The hook is meant to entice the editor into reading more. Editors are a busy lot, and you want to be able to get and keep her attention till the end. Draw her in using this hook. Some writers like to use the shock effect, by giving eye-opening statistics, unbelievable anecdotes and unfamiliar experiences. Most writers will usually start off the way they’d start off the actual article.
In the next paragraph, you’ll usually talk about what your article plans to cover, what part of the audience it’s meant for, and why the editor should publish it. Remember the research on current trends and fads that you’ve been doing? It’ll come in handy here.
When you’re writing the query letter, it’s not the time to be shy. The next paragraph is your bio, and you should make sure you include any writing achievements, publication credits and awards worth mentioning in there. But be professional and refrain from using lines such as “All my family members think I should be a writer,” and “I was voted most likely to be a writer in high school.”
And finally, include samples of previously published work. These articles and essays are termed as “clips” and the norm is to include at least three. If you don’t have any clips, just stay quiet about it.
For a sample query letter and more tips, sign up for my free 12-day e-course on writing query letters that sell at http://www.writerscrossing.com/ecourses.html
Rights, Contracts, and other Business Stuff
When you sell an article to a magazine, you’re selling them particular “rights” to the piece. According to how much they pay and how much work the assignment will take, editors usually buy first rights, one-time rights, electronic rights, all rights or a combination of the first three. When you’re selling first rights it basically means that the article will appear in that magazine first. You’re not allowed to resell the article to another publication until that happens. When you’re selling one-time rights, who publishes first isn’t important, and you can sell the same rights to other publications simultaneously. All rights, on the other hand, means that you’re giving up the rights to the material and will no longer be able to re-sell it elsewhere.

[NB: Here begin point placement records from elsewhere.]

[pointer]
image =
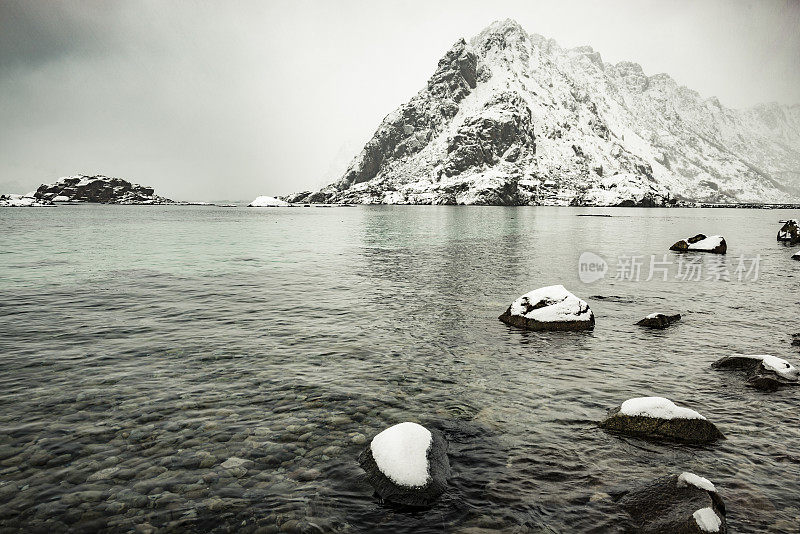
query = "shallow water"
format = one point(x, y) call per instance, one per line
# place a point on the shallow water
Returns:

When the editor finally does come back with an offer, negotiate! I can’t stress this enough. Most new writers are so thrilled to have an editor interested that they’ll agree to anything the editor says. But the truth is, editors always leave a little wiggle room for authors to negotiate. So use that in your favor! More money, less rights, payment on acceptance of the article (as opposed to publication) should be high on your agenda. Ask the editor to send over a contract before you begin the work. Without a contract (or some written communication), you have no proof that you were actually hired to write the piece and no legal recourse if the company doesn’t pay you.
The Real Deal
You’ve probably already lined up some interviews for your piece if required, but if you haven’t, now’s the time to do it! Profnet (www.profnet.com) is a fabulous resource for finding experts for your articles and books, and you’ll be able to get in touch with dozens of people.
Once you’ve written the article, make sure you include an invoice when submitting. That’ll ensure that your payment details reach the right person and you’re payment processing starts immediately.
And when the check arrives, don’t forget to celebrate your newfound career with some bubbly. Good Luck!